There’s no question – the recall crisis is eroding the confidence consumers have in vehicle safety. Every day, we hear of more vehicles being recalled for various reasons. If nothing else were to get recalled, we’d be looking at an “estimated” completion date of around 2020. That’s assuming the parts to fix the recalls aren’t themselves recalled — as was the case when TRW stepped in to manufacture airbags to replace the faulty Takata ones. Dealerships are getting swamped with recall work and are currently unable to handle the shop capacity. Consumer confidence is low, and only going to get lower if our industry doesn’t take steps now to fix these issues. But what’s being done about it?
According to the Federal Motor Vehicle Safety Act, it is illegal to sell a new car with an open recall on it. However, just last week the NHTSA settled with an Arizona car dealership that sold two new cars with open recalls two years ago. The fine? $40,000. This could be precedent setting and an indication of heavy fines in the future for selling vehicles with open recalls.

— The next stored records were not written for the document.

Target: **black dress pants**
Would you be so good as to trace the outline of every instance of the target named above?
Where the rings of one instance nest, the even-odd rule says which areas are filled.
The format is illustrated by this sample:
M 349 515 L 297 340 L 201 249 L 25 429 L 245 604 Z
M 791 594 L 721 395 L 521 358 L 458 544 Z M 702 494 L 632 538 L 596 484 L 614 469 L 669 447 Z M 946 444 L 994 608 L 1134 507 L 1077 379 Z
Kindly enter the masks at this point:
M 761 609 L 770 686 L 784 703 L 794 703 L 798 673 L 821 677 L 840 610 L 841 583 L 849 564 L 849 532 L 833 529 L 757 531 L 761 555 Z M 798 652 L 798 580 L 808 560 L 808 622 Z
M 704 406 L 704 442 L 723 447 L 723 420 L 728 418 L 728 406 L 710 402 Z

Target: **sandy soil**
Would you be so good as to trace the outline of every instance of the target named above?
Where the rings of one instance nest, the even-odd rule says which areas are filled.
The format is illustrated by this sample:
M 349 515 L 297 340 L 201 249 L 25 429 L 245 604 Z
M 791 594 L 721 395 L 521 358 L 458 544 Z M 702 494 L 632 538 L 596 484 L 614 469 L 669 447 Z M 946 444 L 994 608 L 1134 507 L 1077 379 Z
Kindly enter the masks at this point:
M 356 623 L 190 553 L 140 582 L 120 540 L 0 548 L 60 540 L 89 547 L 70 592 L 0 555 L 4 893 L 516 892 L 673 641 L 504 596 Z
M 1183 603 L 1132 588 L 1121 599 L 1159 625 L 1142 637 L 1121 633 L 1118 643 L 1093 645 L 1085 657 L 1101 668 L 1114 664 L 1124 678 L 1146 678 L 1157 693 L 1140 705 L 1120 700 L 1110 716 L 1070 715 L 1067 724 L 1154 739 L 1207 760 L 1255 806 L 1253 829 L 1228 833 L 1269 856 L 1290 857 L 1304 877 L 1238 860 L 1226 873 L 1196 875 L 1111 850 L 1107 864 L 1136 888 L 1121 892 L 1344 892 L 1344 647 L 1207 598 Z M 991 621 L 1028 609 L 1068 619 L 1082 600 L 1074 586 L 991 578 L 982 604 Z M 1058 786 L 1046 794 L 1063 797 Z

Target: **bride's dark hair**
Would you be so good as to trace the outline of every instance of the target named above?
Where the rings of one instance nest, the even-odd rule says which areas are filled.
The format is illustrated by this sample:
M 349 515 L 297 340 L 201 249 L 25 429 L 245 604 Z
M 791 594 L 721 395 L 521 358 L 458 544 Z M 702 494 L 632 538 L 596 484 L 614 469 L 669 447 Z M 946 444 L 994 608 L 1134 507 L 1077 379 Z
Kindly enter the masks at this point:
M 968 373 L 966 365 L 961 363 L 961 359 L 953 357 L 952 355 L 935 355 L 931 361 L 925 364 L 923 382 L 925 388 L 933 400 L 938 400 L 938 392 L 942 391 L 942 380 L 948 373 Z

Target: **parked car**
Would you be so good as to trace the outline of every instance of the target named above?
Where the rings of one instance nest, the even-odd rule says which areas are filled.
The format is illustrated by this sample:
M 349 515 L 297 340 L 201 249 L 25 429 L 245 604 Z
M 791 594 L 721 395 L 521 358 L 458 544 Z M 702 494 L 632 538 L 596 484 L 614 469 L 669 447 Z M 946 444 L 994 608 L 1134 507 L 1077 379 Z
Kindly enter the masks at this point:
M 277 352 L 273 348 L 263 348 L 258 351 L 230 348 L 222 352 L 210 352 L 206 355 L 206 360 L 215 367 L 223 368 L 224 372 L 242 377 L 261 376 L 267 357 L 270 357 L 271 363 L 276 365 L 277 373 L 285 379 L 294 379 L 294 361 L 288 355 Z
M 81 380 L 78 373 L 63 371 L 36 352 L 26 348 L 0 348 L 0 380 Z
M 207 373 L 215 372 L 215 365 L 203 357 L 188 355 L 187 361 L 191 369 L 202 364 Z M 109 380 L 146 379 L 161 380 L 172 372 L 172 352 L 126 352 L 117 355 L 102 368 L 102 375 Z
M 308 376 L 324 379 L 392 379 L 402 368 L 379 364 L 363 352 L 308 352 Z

Heck, if the fine for calling someone on the “Do Not Call” list is $10,000 per incident, I could easily see the fine for selling a new car with an open recall being set at $20,000– or even more!
While many dealers do follow best practices and wouldn’t intentionally sell a new car with an open recall, think about how easy it could be to do so accidentally. That unit which sat on your lot for a while, that hasn’t been looked at by service since it was PDI’d three months ago, finally gets sold and driven off the lot. It’s very easy to see a situation where there was an open recall for that car that came into effect between the dealership receiving it and selling it. I’ve yet to hear of a “Does this vehicle have any open recalls?” checkbox on a dealer’s delivery checklist. Perhaps it would be wise to include a measure similar to this, as $20,000 per incident could get expensive.
Manufacturers are now stepping in with stop sales on some models, which bar dealers from selling these vehicles (which is good). Many times in the past, manufacturers have stepped in to assist dealers when liability issues have arisen and lawsuits filed. Now, manufacturers are seeking to remove themselves from liability and basically telling dealers that, if they sell the cars, they will have to face any consequences on their own.
Dealers, on the other hand, can’t simply sit on inventory indefinitely. For their used vehicles, some dealers have taken to asking customers to sign waivers that release the dealership from any open recalls. They may need to start doing something similar with new cars as well — unless they run a recall report on the new vehicle immediately prior to delivery.
And, while all of the above chaos is going on, in order to continue to be profitable, manufacturers still need to manufacture new vehicles. Dealerships need to get those cars from the manufacturers so they have something to sell. How does all of this happen with a lack of parts availability and scarce airbag inventory? Some manufacturers, with regulator’s blessings, continue to install Takata airbags in new vehicles – yes, the ones rolling off the assembly lines right now. While they realize that these very same vehicles will need to be recalled in the next five years to have those airbags replaced, the justification is that it is a temporary measure, due to a shortage of replacement parts. Five years from now, replacement airbags will be available and the problem alleviated.
If the extent recalls are already a problem for the automotive industry is not obvious to all parties concerned, it will soon become even more so, and something that will be impossible to ignore.
How do we, as an industry, work together to ensure that the vehicles we make, sell and send our customers out on the roads with – the same exact cars that we drive with our families – are safe? The solution won’t be easy. Before we can ever fix this, it will take effort, innovation and a true commitment to solving this problem from everyone in our industry.